Fig. 6: CDC25A and DYRK2 are functionally linked in response to DNA damage.

A Lysates from MOR cells treated with increasing adriamycin (ADR) concentrations (1, 2, 4, and 6 μM) for 24 h were analyzed by WB. A representative experiment of three performed is shown. B HEK-293T cells were transfected with DYRK2 siRNAs or siRNA control and incubated with adriamycin (ADR; 6 μM) for 24 h after 3 days of transfection. The expression of proteins was analyzed by WB. C HeLa cells derived from DYRK2-KO cells and DYRK2-KO cells reconstituted with the indicated proteins were incubated with Adriamycin and viability assayed in clonogenic assays.
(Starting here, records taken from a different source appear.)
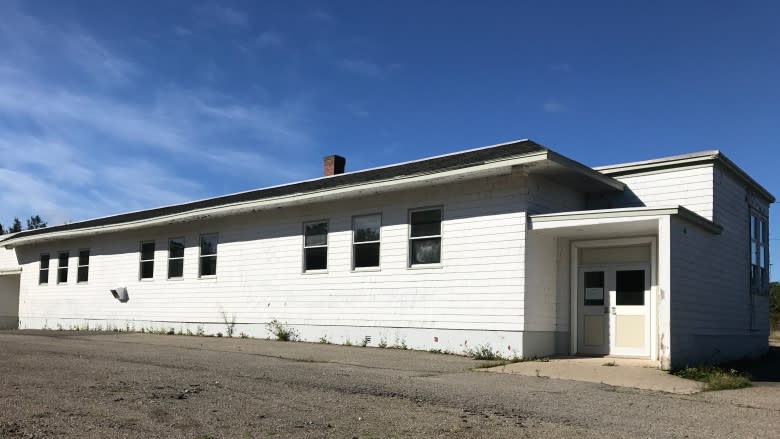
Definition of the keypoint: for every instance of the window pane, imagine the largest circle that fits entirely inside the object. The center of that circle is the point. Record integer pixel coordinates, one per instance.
(147, 251)
(147, 270)
(316, 258)
(84, 257)
(630, 287)
(426, 223)
(208, 265)
(176, 248)
(62, 275)
(425, 251)
(594, 288)
(175, 268)
(367, 228)
(208, 245)
(316, 234)
(366, 255)
(753, 253)
(83, 274)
Representative pictures are shown. Quantification of the data is shown in the bar graph (mean ± SD, n = 3; *P < 0.05, **P < 0.01). The expression of the indicated proteins was assessed by WB. D Transfected H1299 cells were treated with Etoposide (10 μM) for 24 h at 36 h post-transfection and the percentage of apoptotic cells was determined by Annexin V/PI staining (mean ± SD, n = 3; *P < 0.05, **P < 0.01, ***P < 0.001). E HeLa cells, derived DYRK2-KO cells and DYRK2-KO cells overexpressing Flag-CDC25A or pretreated with CDC25A inhibitor NSC-95397 (32 nM) for 30 min were incubated with adriamycin (3 μM) for 6 h, and viability assayed in clonogenic assays. Representative pictures are shown. Quantification of the data is shown in the bar graph (mean ± SD, n = 3; *P < 0.05, ***P < 0.001). The expression of the indicated proteins was assessed by WB.